Over and over again, one dancer leans her back against the wall. The dancers generate then their own rhythms by tapping their feet against the wall – like a tap dance on a vertical surface. The scene is born from a deficit: "We had the floor and the wall – I began with almost nothing," says Monnier. This is like it is with children: when they are bored they play with what they come across at that moment.

The rhythmic repetitions and variations are part of the most impressive passages of the work. But the scenes in front of the wall are also optically appealing, because Monnier composes a fresco, she acts out different notions of the human body and at the same time accentuates the individuality of the dancers, who are dressed identically.

All of them wear blue work pants and sneakers; their torsos, however, are exposed. If women perform onstage bare-breasted this is usually viewed as a sexual signal, explains Monnier. "I wanted to show naked breasts without sexualizing the women, I wanted simply to show the bodies of female dancers." The partial nudity also allows the body, however, to appear fragile.

During the creation process Mathilde Monnier had to struggle with a multitude of difficulties. "Everything was very chaotic," she says. She wasn't certain if the piece would have its premiere. Occasionally she thought she was completely useless as a choreographer. But the feeling that an efficient output wasn't possible also had something positive. "When you do not have to finish a piece, you can simply experiment. You are much freer in your mind," according to Monnier. That she managed to create a dance production despite the adverse circumstances was an important experience for Monnier.

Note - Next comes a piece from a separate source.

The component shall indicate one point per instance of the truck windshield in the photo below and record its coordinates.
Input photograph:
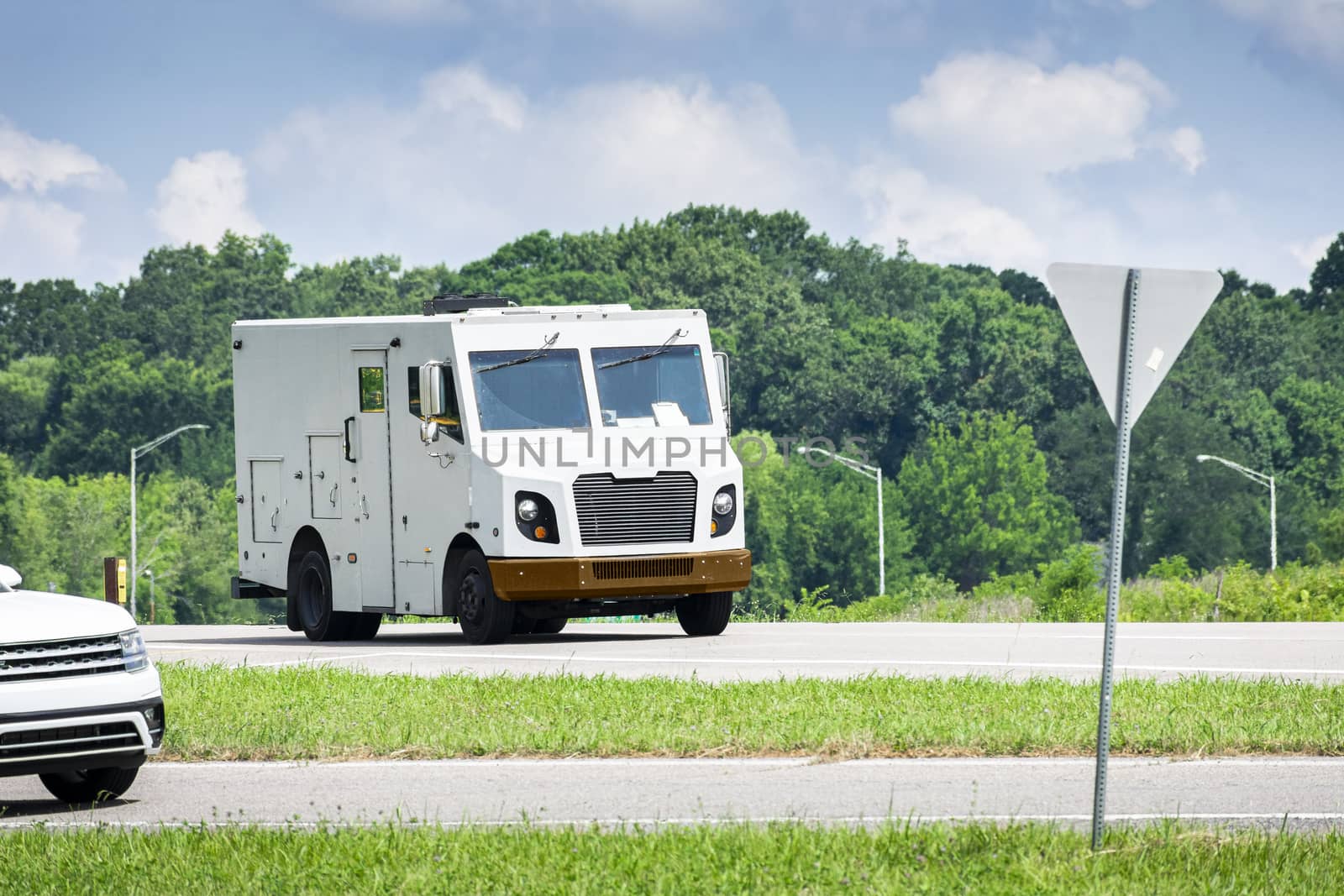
(530, 390)
(662, 385)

After the Corona restrictions had been lifted, the memories of the lockdowns also faded in the minds of many people. They were happy to return to a normal situation again. But Mathilde Monnier fights against this collective forgetting, she doesn't want to wipe the slate clean so quickly: "It was a privileged time, a time to slow down, a time to pause and ponder." In her work she captures in an abstract manner the physical and emotional conditions during the pandemic. "All that happened and, in perhaps a strange form, will show up again. Everything that was recorded in the body in an unconscious manner," she declared at the premiere in Montpellier in October last year.

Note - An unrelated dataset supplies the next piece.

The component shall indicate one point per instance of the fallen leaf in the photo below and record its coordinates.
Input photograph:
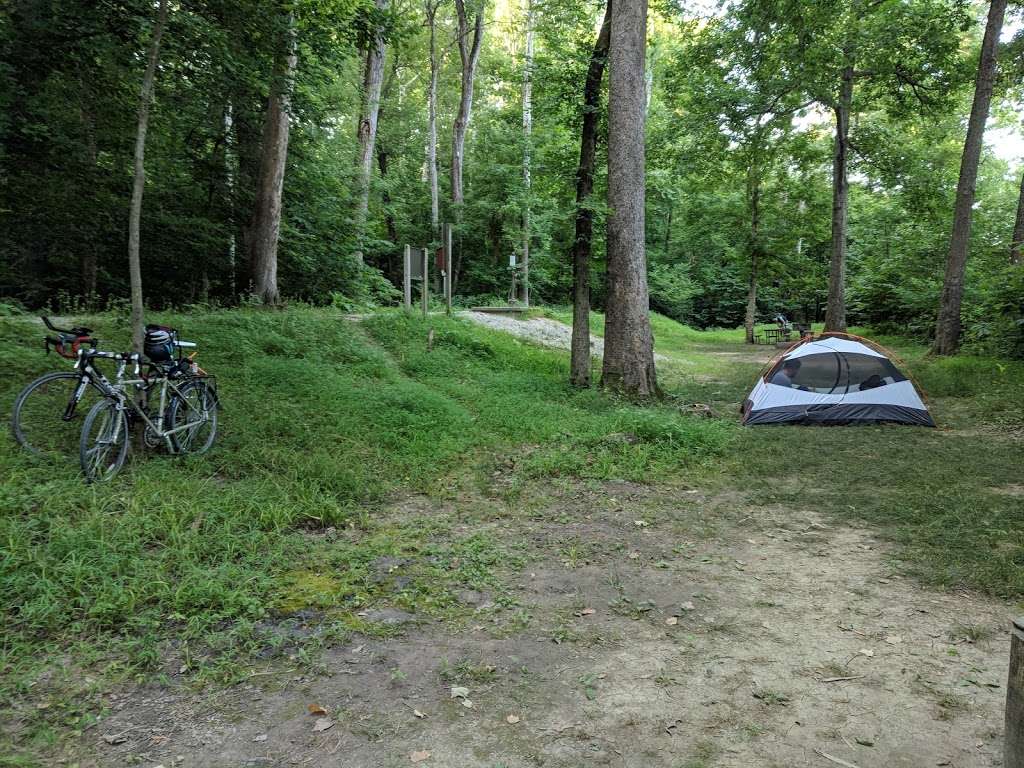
(323, 724)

The English title Records alludes to this. It refers to recordings, to memories. She liked the conception of re-organizing remembering, says Monnier. "The idea was, you have to do something over and over again in order to remember. Repetition was really important to me."

In Records Mathilde Monnier contrasts a grotesque humor with a formal strictness. The dancers flip out sometimes; they rampage around the stage and while doing so yell out "wow" and "yes." They appear to be avatars from a computer game, or cute cartoon figures.

She wanted to find out what holds us and what holds us back, and so Mathilde Monnier encapsulates the work on Records. When in the end the women dance to the sounds from the jazz rock band The Comet Is Coming, they have had a cathartic experience. At the same time the work formulates the hope that they will discover a new cooperation.